En 1955, il est l'un des défenseurs de Rabah Bitat, détenu a la prison de Serkadji (Barbarousse) et assure la liaison entre lui et Abane. Cofondateur de l'U.G.E.M.A. avec,

 

notamment, Belaid Abdessalem, Lamine Khene, Rédha Malek, Messaoud Ait Chaalal, il rejoint l'extérieur a la fin de 1955.

Membre suppléant du C.N.R.A. choisi au congres de la Soummam , il gravite autour des spheres dirigeantes du F.L.N. (C.C.E. puis G.P.R.A.) ; assumant les fonctions de conseiller politique ou diplomatique avant de devenir directeur du cabinet de Ferhat Abbas, président du G.P.R.A. (1958-1960).

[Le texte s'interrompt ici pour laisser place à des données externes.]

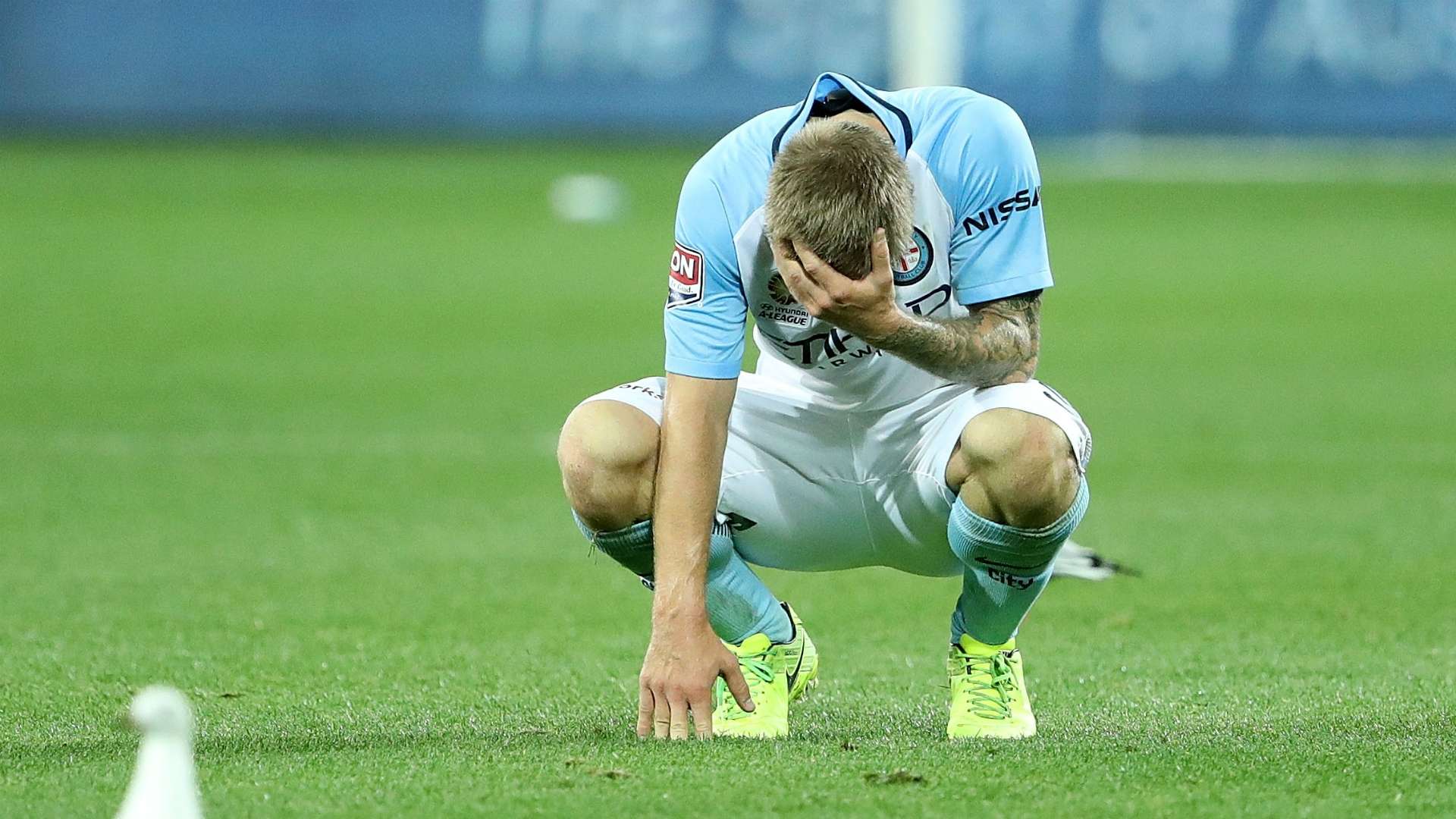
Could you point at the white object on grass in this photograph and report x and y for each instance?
(1082, 563)
(587, 197)
(164, 784)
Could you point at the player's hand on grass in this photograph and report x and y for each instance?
(865, 306)
(683, 662)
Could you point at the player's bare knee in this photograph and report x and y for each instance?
(607, 457)
(1015, 468)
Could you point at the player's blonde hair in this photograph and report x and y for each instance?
(832, 186)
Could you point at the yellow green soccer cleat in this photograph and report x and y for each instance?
(777, 673)
(987, 692)
(801, 657)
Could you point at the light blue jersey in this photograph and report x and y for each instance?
(977, 237)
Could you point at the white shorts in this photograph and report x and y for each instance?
(810, 488)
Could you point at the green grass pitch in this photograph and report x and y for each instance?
(277, 426)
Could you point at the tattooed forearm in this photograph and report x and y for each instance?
(998, 343)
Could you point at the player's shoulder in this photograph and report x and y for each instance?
(736, 169)
(960, 123)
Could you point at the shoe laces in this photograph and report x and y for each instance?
(989, 684)
(756, 672)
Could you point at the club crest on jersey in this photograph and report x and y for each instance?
(685, 278)
(915, 261)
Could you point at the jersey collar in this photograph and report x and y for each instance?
(892, 117)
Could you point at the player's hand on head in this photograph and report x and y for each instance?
(862, 306)
(682, 665)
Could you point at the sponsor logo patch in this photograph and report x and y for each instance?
(916, 260)
(685, 278)
(783, 308)
(780, 290)
(1001, 212)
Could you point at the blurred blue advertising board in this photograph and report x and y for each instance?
(509, 67)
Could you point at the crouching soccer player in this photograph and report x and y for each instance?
(892, 251)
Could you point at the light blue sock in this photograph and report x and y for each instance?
(1005, 569)
(739, 604)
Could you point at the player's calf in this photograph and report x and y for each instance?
(1019, 496)
(607, 457)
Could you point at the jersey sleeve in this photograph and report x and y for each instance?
(999, 245)
(707, 312)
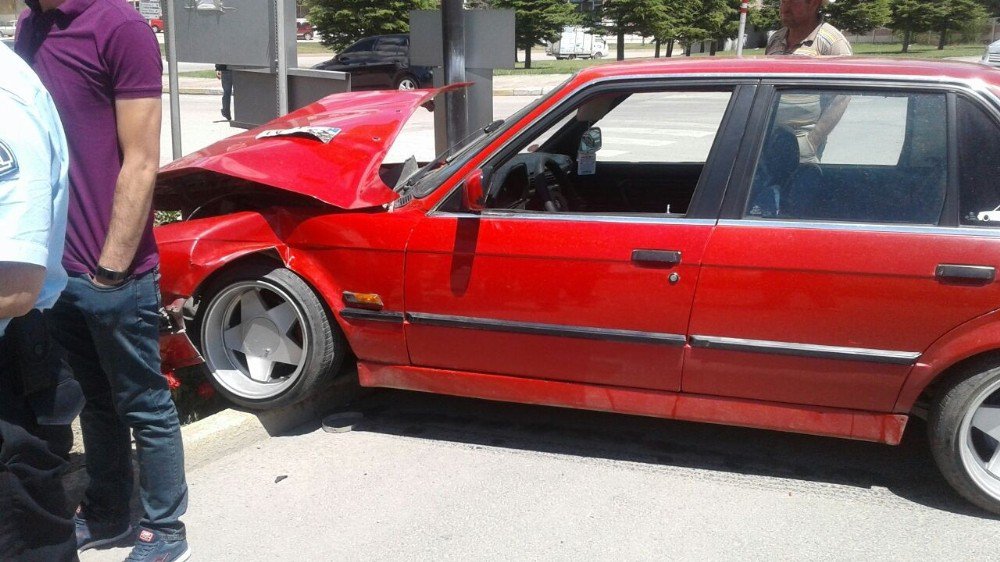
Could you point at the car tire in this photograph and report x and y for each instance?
(961, 448)
(407, 82)
(284, 348)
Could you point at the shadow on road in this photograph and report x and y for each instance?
(907, 470)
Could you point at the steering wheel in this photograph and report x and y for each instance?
(554, 200)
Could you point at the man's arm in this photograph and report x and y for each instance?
(139, 138)
(20, 284)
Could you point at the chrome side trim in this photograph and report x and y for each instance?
(571, 217)
(984, 231)
(558, 330)
(807, 350)
(374, 315)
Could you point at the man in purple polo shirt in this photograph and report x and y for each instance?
(101, 64)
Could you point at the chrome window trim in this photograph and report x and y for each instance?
(574, 217)
(806, 350)
(977, 88)
(540, 329)
(808, 224)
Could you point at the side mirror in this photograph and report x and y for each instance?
(473, 195)
(590, 142)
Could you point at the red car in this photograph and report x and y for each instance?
(786, 244)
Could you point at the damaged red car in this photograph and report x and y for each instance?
(796, 245)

Le 24 Avril 1956, il représente l'Algérie a la conférence des étudiants afro-asiatiques a Bandoeng (Indonésie).

 
 
Durant l'été 1959, il est, avec Franz Fanon, Omar Oussedik, Abderrazak Chentouf, Lamine Khene, Messaoud Ait Chaalal,  membre de la commission chargée de préparer le projet de programme qui sera soumis au niveau C.N.R.A. issu de la réunion des « Dix » (juillet-décembre 1959). Avec Ahmed Boumendjel, il représente le G.P.R.A. aux pourparlers de Melun (15-19 juin 1960). Il participe aux différentes phases des négociations qui aboutissent aux accords d'Evian(1961-1962).

Quelques jours avant la tenue de la derniere session du C.N.R.A.(27 mai-7 juin 1962 a tripoli), il fait partie de la commission chargée d'élaborer un programme pour l'apres-indépendance. Composée d'Ait Ahmed, Yazid, Benyahia, Lachraf, Malek, Harbi, Temmam, et présidée par Ben Bella, cette commission met au point un texte qui, adopté a l'unanimité par le C.N.R.A.,devien ce qu'on appelle le « programme de Tripoli ». Plusieurs fois ministre apres l'indépendance.

Il fut marginalisé pendant la période 1962 - 1965 : En date du 20 Décembre 1962, est né le premier Etat Algérien présidé par Monsieur Ahmed Ben Bella, est Mohamed Seddik Benyahia ne faisait pas partie.

- Ambassadeur a Moscou (1965 - 1967) ;
- Ministre de l'information (1967 - 1970) ;

- Durant quatre ans (1967 - 1970), il occupe le poste de ministre de l'information et de la culture, remplaçant M. Bachir BOUMAAZA. Il organise, a ce titre, le 1er festival culturel panafricain a Alger.

 
 

- Ministre de l'Enseignement Supérieur (1970 - 1976) ;
- Ministre des Finances (1976 - 1978) ;
- Ministre des Affaires Etrangeres (1978 -1982).
- Il échappe a la mort dans un accident d'avion, le 30 Mai 1981, a Bamako. Mais, 
il ne lui échappera pas ainsi que toute la délegation une année apres dans un accident d'avion sur les frontieres Turko-iranienne, le 03 Mai 1982.